Endoscopic retrograde cholangiopancreatography (ERCP) is a useful adjunct to laparoscopic cholecystectomy. Preoperative ERCP is indicated if there is a high degree of suspicion for common duct stones, when severe gallstone-induced pancreatitis is present, or when there is uncertainty regarding the diagnosis. The best indicators of common duct stones preoperatively are an elevated bilirubin, a dilated common bile duct (CBD) on sonography, or stones visualized in the CBD on sonography. Mild gallstone pancreatitis and transient mild elevations in liver enzymes are not predictive of CBD stones and are not indications for ERCP. Postoperative ERCP is highly effective in clearing CBD stones. It has the advantage of being more readily available as compared to laparoscopic CBD exploration, and preserves all the advantages of the laparoscopic approach. Post-operative ERCP is indicated for retained CBD stones, evaluation and therapy of biliary injuries, and persistent biliary symptoms or abnormal liver enzymes and bilirubin. ERCP is the procedure of choice for the evaluation of laparoscopic biliary injuries. Major biliary injuries will generally require surgical therapy. Bile duct strictures are sometimes amenable to endoscopic therapy with dilation and stents. Biliary leaks are readily treatable with endoscopic therapy. Small cystic duct stump leaks and leaks from a duct of Lushka close within a few days with nasobiliary drainage. Larger leaks may require more prolonged drainage with stents and early supplemental percutaneous drainage of an accompanying biloma. Bilious ascites should be treated with nasobiliary drainage using low suction to be prevent contamination of the peritoneal cavity with intestinal flora, and simultaneous percutaneous ascites drainage. Biliary leaks, unless associated with major bile duct injuries, rarely require surgical therapy.

摘要

内镜逆行胰胆管造影术(ERCP)是腹腔镜胆囊切除术的一种有用辅助手段。如果高度怀疑存在胆总管结石、出现严重胆石性胰腺炎或诊断存在不确定性,则需进行术前ERCP。术前胆总管结石的最佳指标是胆红素升高、超声显示胆总管(CBD)扩张或超声在CBD中发现结石。
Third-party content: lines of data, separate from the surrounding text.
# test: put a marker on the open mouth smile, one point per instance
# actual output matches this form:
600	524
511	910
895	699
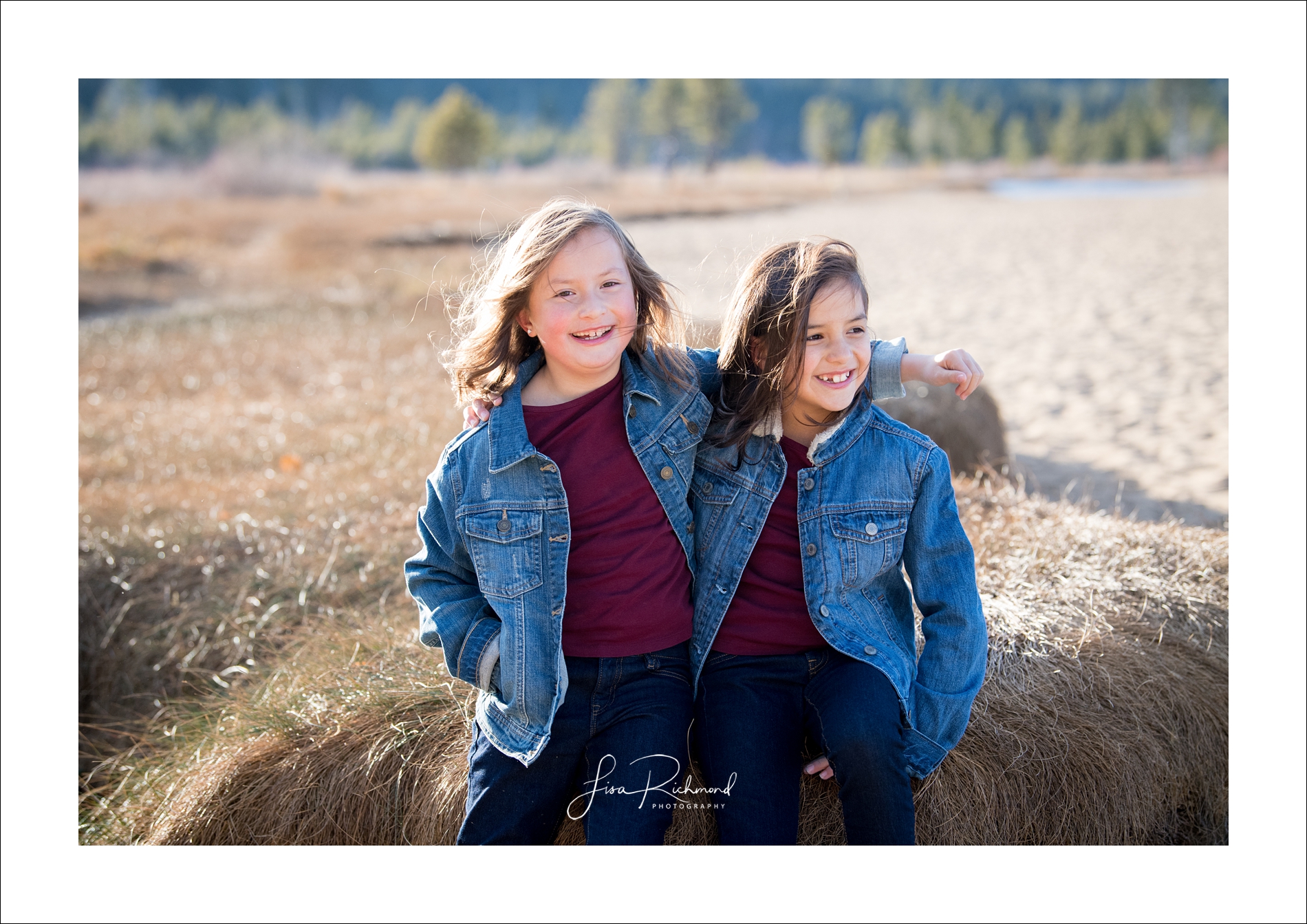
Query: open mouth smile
590	336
轻度胆石性胰腺炎和肝酶短暂轻度升高不能预测CBD结石,也不是ERCP的指征。术后ERCP在清除CBD结石方面非常有效。与腹腔镜胆总管探查相比,它具有更易于实施的优势,并保留了腹腔镜手术的所有优点。术后ERCP适用于残留的CBD结石、胆管损伤的评估和治疗以及持续的胆道症状或异常的肝酶和胆红素。ERCP是评估腹腔镜胆道损伤的首选方法。严重的胆道损伤通常需要手术治疗。胆管狭窄有时可通过内镜扩张和置入支架进行治疗。胆漏很容易通过内镜治疗。小的胆囊管残端漏和卢氏管漏在进行鼻胆管引流后几天内即可闭合。较大的漏可能需要通过支架进行更长时间的引流,并早期对伴随的胆汁瘤进行经皮引流。胆汁性腹水应采用低负压鼻胆管引流治疗,以防止肠道菌群污染腹腔,并同时进行经皮腹水引流。胆漏,除非与主要胆管损伤相关,很少需要手术治疗。